When I travel for Trinity, I always have to ask myself a question: Am I representing Trinity, or am I representing what Trinity represents? If I am representing Trinity as such — if I am carrying Trinity, as it were, in my briefcase — then Trinity’s success equals my personal success. If that is true, then I’m in a bad way. The dean/ president becomes one with the school, and is that a burden! It would be a crushingburden for one’s personal laurels to be the same as the School’s. Your mental health would then go up or down in direct relation to, well, annual giving or student admissions.

No, I have to see myself as representing what Trinity represents. Jes’ have to! And that — what Trinity stands for — is worth giving your all for.

What does Trinity stand for?

It stands, first of all, for the Gospel, which is our absolution at Christ’s expense.

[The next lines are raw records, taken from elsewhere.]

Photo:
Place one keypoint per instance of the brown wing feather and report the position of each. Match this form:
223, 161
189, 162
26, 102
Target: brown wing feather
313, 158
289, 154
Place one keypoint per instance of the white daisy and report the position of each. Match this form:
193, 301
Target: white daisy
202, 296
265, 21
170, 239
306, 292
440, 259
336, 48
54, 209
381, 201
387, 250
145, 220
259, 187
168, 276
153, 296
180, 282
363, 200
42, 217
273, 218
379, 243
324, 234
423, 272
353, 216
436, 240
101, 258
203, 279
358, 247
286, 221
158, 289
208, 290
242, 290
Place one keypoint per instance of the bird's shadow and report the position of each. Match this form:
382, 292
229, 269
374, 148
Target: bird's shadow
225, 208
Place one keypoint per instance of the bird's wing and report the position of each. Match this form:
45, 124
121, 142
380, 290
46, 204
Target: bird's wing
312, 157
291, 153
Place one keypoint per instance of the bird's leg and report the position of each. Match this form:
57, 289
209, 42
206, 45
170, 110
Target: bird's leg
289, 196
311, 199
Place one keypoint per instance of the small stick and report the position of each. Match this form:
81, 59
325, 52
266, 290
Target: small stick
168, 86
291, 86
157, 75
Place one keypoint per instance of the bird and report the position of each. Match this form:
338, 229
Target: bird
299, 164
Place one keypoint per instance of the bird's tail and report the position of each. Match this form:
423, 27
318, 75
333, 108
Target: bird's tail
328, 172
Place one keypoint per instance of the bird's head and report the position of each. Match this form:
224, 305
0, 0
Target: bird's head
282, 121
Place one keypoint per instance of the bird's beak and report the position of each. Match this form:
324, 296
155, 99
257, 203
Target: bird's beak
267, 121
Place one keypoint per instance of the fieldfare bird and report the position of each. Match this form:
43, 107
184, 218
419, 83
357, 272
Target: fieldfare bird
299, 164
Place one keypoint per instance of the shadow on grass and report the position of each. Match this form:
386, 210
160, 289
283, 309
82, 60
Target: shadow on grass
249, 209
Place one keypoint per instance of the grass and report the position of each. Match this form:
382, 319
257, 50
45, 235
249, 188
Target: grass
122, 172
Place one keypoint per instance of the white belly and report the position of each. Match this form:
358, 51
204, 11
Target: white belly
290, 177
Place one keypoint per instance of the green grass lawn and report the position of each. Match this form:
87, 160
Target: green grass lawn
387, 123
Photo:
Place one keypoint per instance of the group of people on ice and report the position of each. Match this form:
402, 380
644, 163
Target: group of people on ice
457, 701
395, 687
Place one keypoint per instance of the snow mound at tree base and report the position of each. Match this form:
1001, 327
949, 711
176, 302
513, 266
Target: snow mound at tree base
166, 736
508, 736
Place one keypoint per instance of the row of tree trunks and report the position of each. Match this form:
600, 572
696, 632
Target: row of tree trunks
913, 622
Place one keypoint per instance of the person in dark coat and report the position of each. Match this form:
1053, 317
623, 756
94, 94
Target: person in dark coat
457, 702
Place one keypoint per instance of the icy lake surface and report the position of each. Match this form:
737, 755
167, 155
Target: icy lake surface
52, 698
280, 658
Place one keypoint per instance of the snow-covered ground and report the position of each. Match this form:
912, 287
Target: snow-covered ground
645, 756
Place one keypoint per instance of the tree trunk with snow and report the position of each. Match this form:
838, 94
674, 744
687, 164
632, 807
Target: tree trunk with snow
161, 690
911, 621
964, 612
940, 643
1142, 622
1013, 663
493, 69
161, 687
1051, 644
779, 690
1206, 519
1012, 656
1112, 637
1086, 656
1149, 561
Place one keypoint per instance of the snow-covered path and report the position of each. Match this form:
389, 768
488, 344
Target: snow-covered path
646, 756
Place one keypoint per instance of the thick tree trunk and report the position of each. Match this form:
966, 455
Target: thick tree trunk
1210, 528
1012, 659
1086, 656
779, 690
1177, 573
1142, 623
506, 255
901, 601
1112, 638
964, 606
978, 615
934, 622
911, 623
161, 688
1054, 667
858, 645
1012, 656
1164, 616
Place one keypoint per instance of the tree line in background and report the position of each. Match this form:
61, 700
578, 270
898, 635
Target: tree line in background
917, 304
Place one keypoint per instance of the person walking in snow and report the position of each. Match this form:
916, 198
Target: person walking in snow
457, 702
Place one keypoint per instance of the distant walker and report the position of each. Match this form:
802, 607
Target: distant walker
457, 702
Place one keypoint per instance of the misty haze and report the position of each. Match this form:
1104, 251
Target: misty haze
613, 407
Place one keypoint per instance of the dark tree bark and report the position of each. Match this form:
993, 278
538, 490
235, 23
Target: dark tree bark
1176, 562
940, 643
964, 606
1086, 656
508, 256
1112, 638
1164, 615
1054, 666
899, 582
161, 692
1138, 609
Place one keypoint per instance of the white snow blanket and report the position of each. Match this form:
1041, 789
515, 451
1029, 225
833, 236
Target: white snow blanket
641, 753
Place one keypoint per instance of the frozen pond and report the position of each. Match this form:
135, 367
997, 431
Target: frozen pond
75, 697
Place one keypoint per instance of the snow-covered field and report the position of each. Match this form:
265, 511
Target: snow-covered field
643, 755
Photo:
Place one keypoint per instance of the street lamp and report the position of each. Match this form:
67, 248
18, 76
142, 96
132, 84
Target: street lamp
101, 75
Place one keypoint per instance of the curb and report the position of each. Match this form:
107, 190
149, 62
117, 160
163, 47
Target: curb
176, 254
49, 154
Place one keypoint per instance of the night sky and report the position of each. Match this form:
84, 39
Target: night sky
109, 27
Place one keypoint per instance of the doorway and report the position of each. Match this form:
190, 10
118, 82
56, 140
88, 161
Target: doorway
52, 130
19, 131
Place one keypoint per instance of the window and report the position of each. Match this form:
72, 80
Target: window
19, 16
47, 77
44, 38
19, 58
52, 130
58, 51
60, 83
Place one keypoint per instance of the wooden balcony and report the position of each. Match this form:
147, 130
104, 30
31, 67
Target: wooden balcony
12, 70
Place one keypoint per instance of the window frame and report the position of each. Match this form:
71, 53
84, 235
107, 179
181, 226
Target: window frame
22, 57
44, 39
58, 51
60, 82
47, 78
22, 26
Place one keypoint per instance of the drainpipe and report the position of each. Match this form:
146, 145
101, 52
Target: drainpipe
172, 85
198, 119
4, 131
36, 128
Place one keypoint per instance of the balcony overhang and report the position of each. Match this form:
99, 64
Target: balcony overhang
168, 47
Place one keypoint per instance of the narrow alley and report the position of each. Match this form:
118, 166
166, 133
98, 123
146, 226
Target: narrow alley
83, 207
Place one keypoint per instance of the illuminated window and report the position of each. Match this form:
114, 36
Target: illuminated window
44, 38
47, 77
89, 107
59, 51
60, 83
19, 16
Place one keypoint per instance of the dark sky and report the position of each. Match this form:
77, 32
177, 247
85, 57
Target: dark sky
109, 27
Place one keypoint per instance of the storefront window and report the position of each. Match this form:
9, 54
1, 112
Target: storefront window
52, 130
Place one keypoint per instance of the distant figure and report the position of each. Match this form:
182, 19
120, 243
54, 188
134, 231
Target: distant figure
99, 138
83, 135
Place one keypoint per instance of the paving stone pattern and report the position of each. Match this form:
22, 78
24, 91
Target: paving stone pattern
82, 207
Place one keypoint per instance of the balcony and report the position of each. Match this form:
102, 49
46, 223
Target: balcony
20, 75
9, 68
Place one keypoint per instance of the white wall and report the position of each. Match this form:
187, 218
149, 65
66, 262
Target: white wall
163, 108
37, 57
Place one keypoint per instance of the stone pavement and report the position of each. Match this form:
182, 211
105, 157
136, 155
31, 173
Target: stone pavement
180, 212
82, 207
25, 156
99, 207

This absolution stands effective for sufferers who are non-Christians who find in it the meaning of life (to quote Alpha). This absolution stands effective also for sufferers who are Christians — who are just as vulnerable, by the way, to life’s impasses as non-Christians (the divorce rate tells us that). The Gospel is the same for everyone. It is God’s “Yes” to us who are intrinsically, unendingly, saying “No” to Him. The Gospel, in other words, is the Cross. And the inspired Word of God bears witness to this.

Trinity stands, next, for testimony. All of our students and all of our staff have a personal story to tell. They have come here for a specific reason. To put it simply, the absolving Christ told them to come.

Trinity stands, next, for renewal. Our roots are deep in the renewal movement, going back to apostles like Everett Fullam, who brought us a transforming hope. That hope changed our lives.

Trinity stands, next, for mission. The Stanway Institute is rightly named. Alf Stanway was a true missionary. We are a seminary founded on The Great Commission: “Go out and make disciples….” Thus we travel light. Have to and want to.

Trinity stands, next, for catholic faith and truth. We are skeptical of “liberal catholicism,” as we wish to understand catholicism in the historic sense to be conserving of doctrine, scrupulous concerning faith and morals. But we treasure the apostolic legacy and deposit of the catholic creedal Christian religion.

Finally — and the list is not exhaustive — we value our praying community. “We are family” (Sister Sledge). Any time spent in Ambridge will tell you that, with warmth and joy.

So one is not carrying Trinity in the saddlebags — although, of course, in a sense, I am. One is seeking to be true to what Trinity represents. Quel relief!